How to pack two modules of GAN(generator and discriminator) in a single module?

Jeet · March 27, 2022, 5:14pm

class Discriminator(nn.Module):

    def __init__(self, in_features):

        super().__init__()

        self.disc = nn.Sequential(

            nn.Linear(in_features, 128),

            nn.LeakyReLU(0.01),

            nn.Linear(128, 1),

            nn.Sigmoid(),

        )

    def forward(self, x):

        return self.disc(x)

class Generator(nn.Module):

    def __init__(self, z_dim, img_dim):

        super().__init__()

        self.gen = nn.Sequential(

            nn.Linear(z_dim, 256),

            nn.LeakyReLU(0.01),

            nn.Linear(256, img_dim),

            nn.Tanh(), 

        )

    def forward(self, x):

        return self.gen(x)

How should I design the forward method in that case if the generator and the discriminator both are considered a single module?

KFrank · March 27, 2022, 11:47pm

Hi Jeet!

First, as I am sure you are aware, there is no problem with having one
Module contain other Modules.

Now what your forward() method should look like depends on the
details of how you want to train your GAN. (There are a number of
approaches with varying degrees of nuance.)

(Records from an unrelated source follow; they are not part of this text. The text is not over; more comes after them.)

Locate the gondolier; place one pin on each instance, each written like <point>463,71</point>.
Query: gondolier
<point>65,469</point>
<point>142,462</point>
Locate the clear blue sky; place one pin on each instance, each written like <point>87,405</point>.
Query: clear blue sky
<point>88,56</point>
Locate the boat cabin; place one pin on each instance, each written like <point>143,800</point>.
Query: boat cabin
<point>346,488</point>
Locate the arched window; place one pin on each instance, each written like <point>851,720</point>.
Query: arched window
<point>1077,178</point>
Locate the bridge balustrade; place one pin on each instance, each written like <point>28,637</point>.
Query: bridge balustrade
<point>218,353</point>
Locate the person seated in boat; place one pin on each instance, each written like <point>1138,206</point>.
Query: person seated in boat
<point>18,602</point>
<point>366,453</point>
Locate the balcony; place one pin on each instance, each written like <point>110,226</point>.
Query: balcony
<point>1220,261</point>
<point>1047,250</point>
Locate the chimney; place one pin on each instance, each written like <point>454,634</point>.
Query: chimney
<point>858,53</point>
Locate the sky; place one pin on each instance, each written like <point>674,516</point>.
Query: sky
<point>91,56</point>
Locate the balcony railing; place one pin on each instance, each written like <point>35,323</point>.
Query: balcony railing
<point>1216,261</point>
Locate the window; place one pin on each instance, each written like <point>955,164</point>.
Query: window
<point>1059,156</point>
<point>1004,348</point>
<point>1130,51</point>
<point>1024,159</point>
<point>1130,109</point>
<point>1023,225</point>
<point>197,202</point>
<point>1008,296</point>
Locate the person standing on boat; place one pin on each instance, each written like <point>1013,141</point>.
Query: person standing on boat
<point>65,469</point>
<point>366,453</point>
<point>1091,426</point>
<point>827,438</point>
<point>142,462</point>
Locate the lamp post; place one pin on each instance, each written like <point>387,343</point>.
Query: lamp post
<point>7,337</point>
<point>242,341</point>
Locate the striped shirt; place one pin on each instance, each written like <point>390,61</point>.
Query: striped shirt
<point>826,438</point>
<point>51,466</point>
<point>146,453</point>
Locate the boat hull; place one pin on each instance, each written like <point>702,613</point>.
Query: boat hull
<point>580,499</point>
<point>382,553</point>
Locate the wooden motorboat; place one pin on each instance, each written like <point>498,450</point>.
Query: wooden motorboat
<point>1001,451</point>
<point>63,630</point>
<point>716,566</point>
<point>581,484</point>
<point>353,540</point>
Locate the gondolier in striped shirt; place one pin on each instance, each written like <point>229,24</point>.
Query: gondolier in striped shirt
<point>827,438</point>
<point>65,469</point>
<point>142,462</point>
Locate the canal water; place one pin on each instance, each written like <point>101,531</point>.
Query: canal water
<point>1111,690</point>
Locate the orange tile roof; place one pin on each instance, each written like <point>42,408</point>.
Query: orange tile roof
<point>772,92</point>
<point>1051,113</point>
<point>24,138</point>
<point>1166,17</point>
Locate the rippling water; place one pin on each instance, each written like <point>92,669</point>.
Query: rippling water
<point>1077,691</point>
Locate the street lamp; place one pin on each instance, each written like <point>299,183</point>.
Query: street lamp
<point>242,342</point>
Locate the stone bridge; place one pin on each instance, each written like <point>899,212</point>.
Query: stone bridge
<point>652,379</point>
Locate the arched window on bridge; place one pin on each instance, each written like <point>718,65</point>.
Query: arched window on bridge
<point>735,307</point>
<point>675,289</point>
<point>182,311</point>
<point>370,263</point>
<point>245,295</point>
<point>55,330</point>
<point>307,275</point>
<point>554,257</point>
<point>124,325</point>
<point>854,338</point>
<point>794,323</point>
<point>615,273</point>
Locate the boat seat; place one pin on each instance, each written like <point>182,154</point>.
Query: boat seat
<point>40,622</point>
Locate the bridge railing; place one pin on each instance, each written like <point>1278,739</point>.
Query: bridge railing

In one simple scheme, you perform a forward pass in which you both
generate a fake image in your Generator Module and then pass
that fake image (possibly together with a real image) through your
Discriminator Module on to the final loss function that rewards your
Discriminator for successfully distinguishing fake from real.

The issue is that you also want to reward your Generator for successfully
fooling your Discriminator into mistaking fake for real. That is, you
want to train – in the same backward pass – your Discriminator and
Generator “in opposite directions.” One way to do this is to flip the sign
of the gradients that are backpropagated back through the Generator.

You can to this by introducing (after, of course, having written it) a layer,
packaged as a custom torch.autograd.Function, that passes the tensor
through unchanged on the forward pass, but that then flips the sign of the
gradient on the backward pass.

You would then do something like this:

class MyGANModule (nn.Module) :
    def __init__ (self, in_features, z_dim, ing_dim) :
        super().__init__()
        self.my_gen = Generator (z_dim, img_dim)
        self.gradient_flipper = CustomGradientSignFlippingFunction()
        self.my_disc = Discriminator (in_features)
    
    def forward (self, x) :
        x = self.my_gen (x)
        x = self.gradient_flipper.apply (x)
        x = self.my_disc (x)
        return  x

(You could, alternatively, package Generator,
CustomGradientSignFlippingFunction, and Discriminator together
as a Sequential, if you prefer the Sequential style.)

So my_gen and my_disc are themselves both Modules, but they are
contained in (said another way, are properties of) your MyGANModule
Module.

MyGANModule has its own forward() method, but when that forward()
method calls, for example, my_gen (x), pytorch’s infrastructure then
calls Generator’s own forward() method on x.

Best.

K. Frank

Jeet · April 4, 2022, 12:32pm

Hi Frank,

Thanks a lot again for the detailed explanation. You are correct that this flipping of gradient is required if we need to train the Generator in the same backward pass. In this regard let me tell you, that I am using a different formula to train the GAN. The weights of the genrators and the Discriminator will be updated taking help of that gradient descent formula. However, the formula requires an input which is a Jacobian matrix. The Jacobian matrix will contain the first order partial derivative of the loss functions of the generator and the discriminator with respect to all the weights (Both Generator and Discriminator).
Hence, I was thinking that if I can have both the modules of generator and the discriminator in a single module then I could have the partial derivative of the respective loss functions with respect to all the weights. For example- LossGenerator.backward() and LossDiscriminator.backward() but with repect to all the weights in the model.
However, the problem here is in GAN, the losses are calculated seperately for the generator and the discriminator. It is because the real data(real image or img_dim above) is fed only to the discriminator but not to the generator. The output of the discriminator is fed to the generator and the loss of the generator is calculated. Since, the loses are calculated seperately, I have no clue how can I calculate the first order partial derivative for each of the loss functions with respect to all the weights.
In the MyGANModule module suggested by you above -
should I have 3 forward method?One for the generator, one for the discriminator and the other one combined (as you have written above)? But I am not sure if that is going to help. If I use MyGANModule to train the discriminator with the real image and find the loss, then can I find the gradients(1st order partial derivative) with respect to the weights of the generator as well?
Could you please provide a code snippet as an example for the same?